Legislation gives USDA more power on meat recalls

Pathogens Reduction and Testing Reform Act would give more authority to USDA on recalls for meat, poultry or egg products.

Reps. Rosa DeLauro (D., Ct.) and Louise M. Slaughter (D., N.Y.) introduced legislation that would strengthen the ability of the U.S. Department of Agriculture to keep Americans safe from contaminated meat, poultry and eggs.

Currently, the USDA will only issue a recall if a meat, poultry, or egg product is considered “adulterated” – a term the duo say is “ambiguously defined in current law.” Because of that ambiguity, USDA claims they do not have the authority to issue recalls for meat, poultry or egg products.

The Pathogens Reduction and Testing Reform Act would require USDA to recall any meat, poultry, or egg product contaminated by pathogens associated with serious illness or death or that are resistant to two or more critically important antibiotics for human medicine.

“The USDA has failed to recall meat contaminated with antibiotic-resistant pathogens because they do not believe they have the legal authority to do so. This bill would ensure there is no confusion,” said DeLauro and Slaughter in a statement.

Over the past year, an outbreak of antibiotic-resistant Salmonella Heidelberg traced back to chicken produced by Foster Farms has sickened at least 601 Americans, hospitalizing around 40% of those infected. Despite the length and severity of the outbreak, none of the company’s products have been recalled by the USDA because of the legal ambiguity. In the wake of the outbreak, DeLauro and Slaughter met with USDA’s Food Safety and Inspection Service (FSIS), where they were told FSIS does not believe they have the authority to declare Salmonella an adulterant.

“This is an important piece of legislation that strengthens the Federal Meat Inspection, Egg Products Inspection, and Poultry Products Inspection Acts. There have been ill-conceived proposals to deregulate inspection at USDA while at the same time there has been no effort to give USDA inspectors the necessary regulatory tools to prevent contaminated products from reaching our dinner tables. This bill finally brings our inspection laws into 21st Century,” said Tony Corbo of Food and Water Watch.

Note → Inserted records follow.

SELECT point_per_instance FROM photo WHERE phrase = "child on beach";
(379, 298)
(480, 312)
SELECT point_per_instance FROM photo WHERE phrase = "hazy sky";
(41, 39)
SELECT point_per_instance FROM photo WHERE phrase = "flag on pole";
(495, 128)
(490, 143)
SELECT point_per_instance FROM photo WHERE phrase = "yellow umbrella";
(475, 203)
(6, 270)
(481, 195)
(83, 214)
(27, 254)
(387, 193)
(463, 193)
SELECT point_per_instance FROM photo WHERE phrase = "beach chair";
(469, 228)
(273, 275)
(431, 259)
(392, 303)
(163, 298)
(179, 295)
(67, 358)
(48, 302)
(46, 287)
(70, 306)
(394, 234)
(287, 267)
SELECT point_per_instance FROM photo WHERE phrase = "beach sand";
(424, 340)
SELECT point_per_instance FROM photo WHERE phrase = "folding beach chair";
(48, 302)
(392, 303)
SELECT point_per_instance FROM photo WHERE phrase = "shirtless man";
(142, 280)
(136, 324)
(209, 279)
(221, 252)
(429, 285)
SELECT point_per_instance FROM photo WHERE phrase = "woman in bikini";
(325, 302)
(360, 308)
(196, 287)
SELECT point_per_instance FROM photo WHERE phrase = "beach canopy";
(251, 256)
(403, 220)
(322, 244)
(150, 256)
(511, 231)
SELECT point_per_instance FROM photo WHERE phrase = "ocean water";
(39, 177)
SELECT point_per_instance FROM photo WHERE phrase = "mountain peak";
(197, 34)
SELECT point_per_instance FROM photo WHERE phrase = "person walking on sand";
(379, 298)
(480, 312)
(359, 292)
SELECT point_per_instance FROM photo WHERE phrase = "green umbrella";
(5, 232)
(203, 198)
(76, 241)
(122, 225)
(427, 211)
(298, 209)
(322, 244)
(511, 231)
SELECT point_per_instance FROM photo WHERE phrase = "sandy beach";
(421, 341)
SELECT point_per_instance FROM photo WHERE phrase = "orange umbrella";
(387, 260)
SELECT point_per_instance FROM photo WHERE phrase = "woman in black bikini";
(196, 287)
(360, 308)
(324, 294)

“When E. coli O157:H7 sickened hundreds of consumers in the 1990s, USDA decided that we cannot tolerate E. coli in ground beef. Yet we are still allowing Salmonella in chicken, even after an outbreak that has sickened over 600 people,” said Chris Waldrop, director of the Food Policy Institute at Consumer Federation of America. “This legislation would change that and provide USDA with clear authority to protect consumers from contaminated food.”